Student loan debt is huge among people in their twenties, ranging from a few thousand dollars into the six figures. And yet, those same twenty-somethings are going out to dinner, picking up trendy throw pillows at Target and booking plane tickets, stating that they “can afford it.”
You can’t afford it. Even if you’re diligently making your minimum payments. Even if you’re diligently making double your minimum payments.
The cool thing about money is that it’s fungible – that means that it can be used for a whole bunch of purposes. So, when you get your paycheck, you get to decide what you spend it on. Yay capitalism!
What that means is, every time you make a $20 purchase instead of using that cash to pay down your debt, you are essentially agreeing that this purchase is worth an extra $20 of debt.

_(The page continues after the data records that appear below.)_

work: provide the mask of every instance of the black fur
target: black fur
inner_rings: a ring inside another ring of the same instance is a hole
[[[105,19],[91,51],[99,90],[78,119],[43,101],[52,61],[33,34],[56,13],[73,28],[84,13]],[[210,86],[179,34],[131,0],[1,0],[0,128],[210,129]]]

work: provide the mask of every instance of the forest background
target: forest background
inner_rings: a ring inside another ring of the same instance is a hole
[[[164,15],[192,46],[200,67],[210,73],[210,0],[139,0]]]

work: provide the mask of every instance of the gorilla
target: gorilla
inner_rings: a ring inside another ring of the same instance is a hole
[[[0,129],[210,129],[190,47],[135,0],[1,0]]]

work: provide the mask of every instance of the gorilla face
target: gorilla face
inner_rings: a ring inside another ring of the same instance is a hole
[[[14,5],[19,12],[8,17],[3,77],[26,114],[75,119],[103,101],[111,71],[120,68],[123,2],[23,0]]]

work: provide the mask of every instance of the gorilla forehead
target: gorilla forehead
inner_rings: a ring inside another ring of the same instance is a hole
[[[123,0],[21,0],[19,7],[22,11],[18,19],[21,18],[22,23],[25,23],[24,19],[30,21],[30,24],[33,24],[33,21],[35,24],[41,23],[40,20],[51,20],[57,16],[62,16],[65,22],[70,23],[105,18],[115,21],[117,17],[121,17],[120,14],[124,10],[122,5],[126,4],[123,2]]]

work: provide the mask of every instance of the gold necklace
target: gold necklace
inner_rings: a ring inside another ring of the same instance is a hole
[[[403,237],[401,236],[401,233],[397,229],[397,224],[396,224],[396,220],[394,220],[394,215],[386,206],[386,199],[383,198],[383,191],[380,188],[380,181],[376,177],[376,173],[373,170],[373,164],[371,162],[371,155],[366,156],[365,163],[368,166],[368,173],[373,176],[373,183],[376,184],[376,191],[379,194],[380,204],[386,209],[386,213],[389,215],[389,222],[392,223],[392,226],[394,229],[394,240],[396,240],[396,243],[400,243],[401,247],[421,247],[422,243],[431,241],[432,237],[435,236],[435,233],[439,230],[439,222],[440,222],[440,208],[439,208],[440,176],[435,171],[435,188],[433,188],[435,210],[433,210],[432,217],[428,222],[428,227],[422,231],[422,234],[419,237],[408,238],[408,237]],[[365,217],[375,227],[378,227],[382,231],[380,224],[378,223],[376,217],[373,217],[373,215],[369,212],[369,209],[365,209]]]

Just because you don’t put the purchase on a credit card, doesn’t mean you’re not paying with debt.
Let’s take a super simple case study:
Say Suzy has $20,000 of student loan debt at 6.8% interest. Her minimum monthly payment is $230.16 over 10 years – she’ll eventually pay $7,620 in interest.

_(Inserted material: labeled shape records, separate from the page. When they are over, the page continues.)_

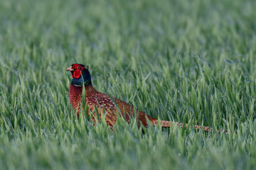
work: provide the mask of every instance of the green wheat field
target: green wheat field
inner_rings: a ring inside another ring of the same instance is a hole
[[[0,169],[256,169],[255,8],[0,1]],[[190,128],[78,118],[65,71],[75,62],[98,91]]]

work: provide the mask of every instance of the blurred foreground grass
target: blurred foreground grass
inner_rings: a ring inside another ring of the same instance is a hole
[[[1,169],[256,169],[255,4],[1,1]],[[100,91],[215,132],[78,120],[74,62]]]

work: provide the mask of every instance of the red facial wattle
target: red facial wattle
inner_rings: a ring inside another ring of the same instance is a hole
[[[79,79],[79,77],[81,76],[81,71],[80,69],[75,69],[73,74],[73,76],[75,79]]]

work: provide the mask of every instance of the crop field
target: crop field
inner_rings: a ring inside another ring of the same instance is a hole
[[[0,169],[256,169],[255,7],[0,1]],[[78,118],[73,63],[99,91],[189,128]]]

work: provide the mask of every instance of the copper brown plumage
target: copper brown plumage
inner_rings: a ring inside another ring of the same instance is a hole
[[[78,116],[82,103],[82,86],[85,86],[86,103],[88,106],[89,112],[92,113],[93,110],[96,110],[100,115],[104,112],[105,113],[105,121],[111,128],[117,121],[117,113],[119,113],[119,115],[124,118],[128,123],[131,118],[136,115],[139,120],[139,123],[145,127],[148,126],[149,122],[153,125],[158,124],[157,119],[137,109],[134,110],[134,108],[130,104],[114,97],[110,98],[107,94],[95,90],[92,85],[87,67],[80,64],[73,64],[67,68],[66,71],[70,71],[73,78],[69,89],[69,97],[72,106],[78,110]],[[95,115],[92,116],[95,121],[98,118]],[[160,123],[162,127],[166,128],[170,127],[171,124],[176,124],[181,127],[184,126],[185,128],[188,126],[188,124],[183,125],[183,123],[167,120],[160,120]],[[207,126],[193,125],[193,128],[213,131],[212,128]],[[227,132],[226,130],[219,130],[218,132]]]

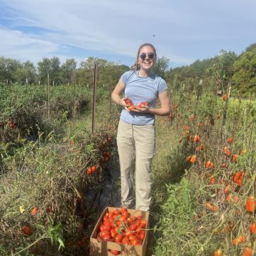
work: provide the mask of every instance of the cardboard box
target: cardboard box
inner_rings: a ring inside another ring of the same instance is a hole
[[[145,256],[148,231],[146,230],[145,239],[142,245],[123,245],[113,242],[99,241],[96,236],[99,233],[99,228],[102,222],[103,216],[106,212],[111,212],[116,209],[116,207],[106,207],[102,212],[97,221],[90,237],[90,256],[112,256],[108,250],[121,251],[121,256]],[[121,208],[118,208],[121,210]],[[132,216],[141,216],[147,220],[146,229],[149,228],[149,213],[148,211],[128,209],[128,213]]]

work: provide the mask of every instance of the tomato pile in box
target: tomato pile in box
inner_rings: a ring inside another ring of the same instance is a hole
[[[148,212],[107,207],[91,235],[90,255],[145,255]]]

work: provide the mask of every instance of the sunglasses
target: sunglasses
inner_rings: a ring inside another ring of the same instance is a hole
[[[145,52],[143,52],[143,53],[140,55],[140,59],[141,59],[141,60],[144,60],[146,58],[146,57],[147,57],[147,54],[145,53]],[[150,59],[154,59],[154,57],[155,57],[154,52],[148,52],[148,57]]]

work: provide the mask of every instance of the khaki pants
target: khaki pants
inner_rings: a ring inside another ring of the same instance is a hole
[[[133,201],[135,171],[135,208],[148,211],[152,189],[150,171],[155,149],[155,125],[133,125],[121,120],[117,145],[121,169],[122,204],[128,208]]]

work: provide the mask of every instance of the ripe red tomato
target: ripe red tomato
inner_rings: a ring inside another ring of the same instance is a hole
[[[145,218],[143,218],[140,221],[140,226],[143,228],[145,228],[147,226],[147,221]]]
[[[120,243],[123,238],[123,234],[118,234],[115,238],[116,243]]]
[[[93,166],[91,167],[91,172],[95,172],[96,170],[96,166],[95,166],[95,165],[93,165]]]
[[[142,230],[140,234],[138,235],[138,238],[143,241],[145,238],[146,233],[145,230]]]
[[[237,172],[235,175],[233,177],[233,181],[236,183],[238,186],[241,186],[243,183],[243,172]]]
[[[105,235],[103,235],[103,236],[101,235],[101,238],[102,238],[104,241],[106,241],[106,240],[108,240],[109,239],[112,238],[110,233],[106,234]]]
[[[256,233],[256,223],[253,223],[250,224],[250,232],[251,234],[255,234]]]
[[[123,245],[129,245],[130,244],[130,241],[129,241],[129,238],[127,236],[125,236],[123,239],[122,239],[122,243]]]
[[[137,225],[137,224],[135,224],[135,223],[130,224],[130,225],[129,226],[129,228],[130,228],[130,229],[132,231],[135,231],[135,230],[137,229],[137,228],[138,228],[138,225]]]
[[[118,255],[121,254],[121,251],[112,249],[109,250],[109,252],[113,255]]]
[[[120,211],[119,211],[119,210],[118,208],[115,209],[113,213],[115,215],[119,215],[120,214]]]

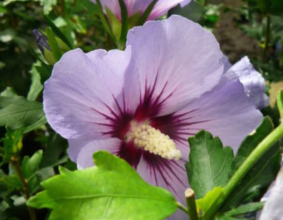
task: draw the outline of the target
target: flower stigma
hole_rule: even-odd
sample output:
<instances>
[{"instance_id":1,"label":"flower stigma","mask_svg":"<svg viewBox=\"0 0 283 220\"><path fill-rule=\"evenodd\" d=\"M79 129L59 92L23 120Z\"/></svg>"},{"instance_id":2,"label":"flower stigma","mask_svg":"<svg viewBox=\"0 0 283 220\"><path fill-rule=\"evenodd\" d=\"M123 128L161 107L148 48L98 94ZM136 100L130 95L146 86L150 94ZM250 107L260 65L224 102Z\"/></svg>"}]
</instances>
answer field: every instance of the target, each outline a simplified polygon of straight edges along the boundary
<instances>
[{"instance_id":1,"label":"flower stigma","mask_svg":"<svg viewBox=\"0 0 283 220\"><path fill-rule=\"evenodd\" d=\"M132 121L130 125L130 131L126 136L126 142L133 141L136 146L163 158L178 160L181 157L180 151L176 148L170 137L152 127L148 122L138 124Z\"/></svg>"}]
</instances>

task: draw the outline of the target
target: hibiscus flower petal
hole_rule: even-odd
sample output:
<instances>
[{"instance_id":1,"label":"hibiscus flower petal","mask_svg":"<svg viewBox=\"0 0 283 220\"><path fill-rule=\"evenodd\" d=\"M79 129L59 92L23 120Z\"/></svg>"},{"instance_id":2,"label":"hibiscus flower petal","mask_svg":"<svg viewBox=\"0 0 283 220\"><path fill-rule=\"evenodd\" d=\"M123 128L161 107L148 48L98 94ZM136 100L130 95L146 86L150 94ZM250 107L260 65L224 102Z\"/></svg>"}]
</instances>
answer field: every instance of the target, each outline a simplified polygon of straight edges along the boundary
<instances>
[{"instance_id":1,"label":"hibiscus flower petal","mask_svg":"<svg viewBox=\"0 0 283 220\"><path fill-rule=\"evenodd\" d=\"M202 129L219 137L224 146L232 146L236 152L243 139L260 124L263 118L244 94L242 83L224 77L212 91L172 117L173 120L168 120L171 129L167 131L167 134L176 141L181 152L186 151L188 136ZM178 142L184 142L184 144L178 144Z\"/></svg>"},{"instance_id":2,"label":"hibiscus flower petal","mask_svg":"<svg viewBox=\"0 0 283 220\"><path fill-rule=\"evenodd\" d=\"M227 78L237 80L243 84L246 94L258 109L268 106L269 99L265 94L264 78L251 63L247 56L234 64L225 74Z\"/></svg>"},{"instance_id":3,"label":"hibiscus flower petal","mask_svg":"<svg viewBox=\"0 0 283 220\"><path fill-rule=\"evenodd\" d=\"M153 10L148 17L148 21L155 20L162 15L166 14L172 8L178 3L182 3L182 7L188 4L191 1L184 0L159 0L154 6Z\"/></svg>"},{"instance_id":4,"label":"hibiscus flower petal","mask_svg":"<svg viewBox=\"0 0 283 220\"><path fill-rule=\"evenodd\" d=\"M135 74L126 73L130 57L130 48L66 53L44 85L43 109L51 126L67 139L110 136L121 111L135 111L139 96L138 87L127 86L137 84Z\"/></svg>"},{"instance_id":5,"label":"hibiscus flower petal","mask_svg":"<svg viewBox=\"0 0 283 220\"><path fill-rule=\"evenodd\" d=\"M132 46L142 98L153 91L159 116L211 90L223 73L222 53L214 36L179 16L134 28L127 45Z\"/></svg>"},{"instance_id":6,"label":"hibiscus flower petal","mask_svg":"<svg viewBox=\"0 0 283 220\"><path fill-rule=\"evenodd\" d=\"M107 151L116 154L121 144L121 140L117 138L97 140L88 142L84 146L77 156L77 164L79 169L93 166L92 155L97 151Z\"/></svg>"},{"instance_id":7,"label":"hibiscus flower petal","mask_svg":"<svg viewBox=\"0 0 283 220\"><path fill-rule=\"evenodd\" d=\"M185 169L186 161L164 159L158 155L144 151L137 171L148 183L163 187L172 192L175 199L186 204L184 192L189 187ZM186 219L187 215L177 212L168 219Z\"/></svg>"}]
</instances>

Now, let’s say Suzy cuts her budget by about $20 a month – cutting out a single dinner out. Now, she’s paying $250/month on the same loan. She pays off that loan an entire year earlier and saves herself nearly $1000 in interest – paying $6,718 over the life of the loan.

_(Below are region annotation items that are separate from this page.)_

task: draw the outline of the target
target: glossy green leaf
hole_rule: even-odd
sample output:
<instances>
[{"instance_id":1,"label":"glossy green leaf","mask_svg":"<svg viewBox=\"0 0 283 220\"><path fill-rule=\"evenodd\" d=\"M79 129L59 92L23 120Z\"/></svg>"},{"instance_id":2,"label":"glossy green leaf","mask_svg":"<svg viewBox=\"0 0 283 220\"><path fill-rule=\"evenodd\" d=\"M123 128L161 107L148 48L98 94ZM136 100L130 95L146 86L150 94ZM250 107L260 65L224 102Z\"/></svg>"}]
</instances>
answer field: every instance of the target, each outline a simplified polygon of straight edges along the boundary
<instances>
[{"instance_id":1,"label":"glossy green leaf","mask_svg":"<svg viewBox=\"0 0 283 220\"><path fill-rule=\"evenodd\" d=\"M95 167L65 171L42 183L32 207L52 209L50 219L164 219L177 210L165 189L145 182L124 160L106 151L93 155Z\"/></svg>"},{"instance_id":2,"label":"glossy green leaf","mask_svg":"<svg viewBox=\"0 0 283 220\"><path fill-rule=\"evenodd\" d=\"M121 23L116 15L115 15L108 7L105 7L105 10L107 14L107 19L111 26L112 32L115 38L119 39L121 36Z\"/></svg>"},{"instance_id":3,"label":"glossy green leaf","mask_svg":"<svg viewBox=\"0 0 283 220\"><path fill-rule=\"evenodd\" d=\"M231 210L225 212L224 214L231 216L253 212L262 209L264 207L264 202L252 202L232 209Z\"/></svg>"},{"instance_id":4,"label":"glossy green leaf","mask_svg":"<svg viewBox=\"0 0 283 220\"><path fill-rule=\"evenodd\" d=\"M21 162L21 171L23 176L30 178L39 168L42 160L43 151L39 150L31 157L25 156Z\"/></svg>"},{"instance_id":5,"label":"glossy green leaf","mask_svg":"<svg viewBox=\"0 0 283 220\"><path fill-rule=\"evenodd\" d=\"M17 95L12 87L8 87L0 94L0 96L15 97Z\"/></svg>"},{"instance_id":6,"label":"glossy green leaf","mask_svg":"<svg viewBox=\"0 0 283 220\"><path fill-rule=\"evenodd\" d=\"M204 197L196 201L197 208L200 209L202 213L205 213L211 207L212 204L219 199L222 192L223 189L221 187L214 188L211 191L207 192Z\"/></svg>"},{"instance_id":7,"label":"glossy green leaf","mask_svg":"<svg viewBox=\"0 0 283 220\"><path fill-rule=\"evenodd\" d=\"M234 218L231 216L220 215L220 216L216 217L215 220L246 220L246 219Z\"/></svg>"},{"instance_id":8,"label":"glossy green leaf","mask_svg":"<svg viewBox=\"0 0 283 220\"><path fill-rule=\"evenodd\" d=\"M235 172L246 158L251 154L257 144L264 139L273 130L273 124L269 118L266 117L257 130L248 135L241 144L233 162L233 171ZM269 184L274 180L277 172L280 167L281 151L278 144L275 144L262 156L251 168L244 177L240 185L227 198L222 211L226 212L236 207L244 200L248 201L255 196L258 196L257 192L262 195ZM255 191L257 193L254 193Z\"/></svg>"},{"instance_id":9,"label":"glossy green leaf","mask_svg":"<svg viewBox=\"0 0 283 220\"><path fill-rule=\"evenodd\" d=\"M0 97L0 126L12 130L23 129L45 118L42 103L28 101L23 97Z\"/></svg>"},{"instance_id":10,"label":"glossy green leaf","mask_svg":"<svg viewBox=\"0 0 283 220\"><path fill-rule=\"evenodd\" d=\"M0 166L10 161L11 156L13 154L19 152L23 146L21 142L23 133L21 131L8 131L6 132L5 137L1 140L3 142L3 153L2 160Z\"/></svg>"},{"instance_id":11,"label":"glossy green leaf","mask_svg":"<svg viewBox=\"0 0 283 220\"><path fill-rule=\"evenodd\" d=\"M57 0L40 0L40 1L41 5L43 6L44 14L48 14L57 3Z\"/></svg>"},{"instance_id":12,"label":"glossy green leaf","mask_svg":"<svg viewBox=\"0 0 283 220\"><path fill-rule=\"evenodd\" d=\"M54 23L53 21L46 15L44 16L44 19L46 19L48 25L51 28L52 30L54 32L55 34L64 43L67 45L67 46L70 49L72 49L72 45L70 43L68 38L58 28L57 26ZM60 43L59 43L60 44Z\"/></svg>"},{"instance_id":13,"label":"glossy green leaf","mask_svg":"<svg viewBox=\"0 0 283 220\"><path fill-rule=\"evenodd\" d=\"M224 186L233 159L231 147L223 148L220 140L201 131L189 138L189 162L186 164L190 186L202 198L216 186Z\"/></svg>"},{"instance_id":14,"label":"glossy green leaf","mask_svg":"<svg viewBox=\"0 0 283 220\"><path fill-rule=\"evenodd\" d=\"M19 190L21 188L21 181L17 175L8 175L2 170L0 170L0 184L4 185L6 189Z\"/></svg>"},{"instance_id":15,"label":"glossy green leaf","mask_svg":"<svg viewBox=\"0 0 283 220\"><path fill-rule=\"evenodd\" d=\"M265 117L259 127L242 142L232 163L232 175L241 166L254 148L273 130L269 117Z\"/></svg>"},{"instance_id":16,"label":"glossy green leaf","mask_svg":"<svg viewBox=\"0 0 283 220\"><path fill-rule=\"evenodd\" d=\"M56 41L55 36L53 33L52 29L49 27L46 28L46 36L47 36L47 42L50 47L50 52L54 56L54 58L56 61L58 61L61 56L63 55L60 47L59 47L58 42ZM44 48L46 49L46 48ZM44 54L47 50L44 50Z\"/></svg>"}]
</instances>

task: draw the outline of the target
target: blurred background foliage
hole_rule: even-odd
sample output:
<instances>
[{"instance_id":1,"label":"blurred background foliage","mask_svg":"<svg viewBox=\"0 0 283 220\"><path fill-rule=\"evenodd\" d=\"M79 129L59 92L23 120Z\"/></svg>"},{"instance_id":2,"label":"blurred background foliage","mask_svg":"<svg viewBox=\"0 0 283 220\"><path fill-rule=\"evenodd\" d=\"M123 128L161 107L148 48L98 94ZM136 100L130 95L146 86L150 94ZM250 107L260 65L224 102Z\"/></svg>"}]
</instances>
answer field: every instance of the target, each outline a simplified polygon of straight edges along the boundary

If she cuts her budget by $100 instead, paying $330/month, it’ll take 6.3 years and she’ll pay $4,570 in interest.
You can play with your own numbers by using this student loan calculator, but the moral is always the same – increasing your loan payments will always always benefit you. And the flip side of that is that not increasing them (by dint of making frivolous purchases) will always hurt you.
Now, obviously you won’t be able to direct 100% of your paycheck towards your loans, since most of us have some level of expenses that we just can’t get rid of – rent, groceries, bills. I’m not even saying you can never meet a friend for coffee until your loans are paid off. However, every time you do, ask yourself if it’s worth increasing the length of time you’ll be paying off your loans and the amount of money you’ll end up spending.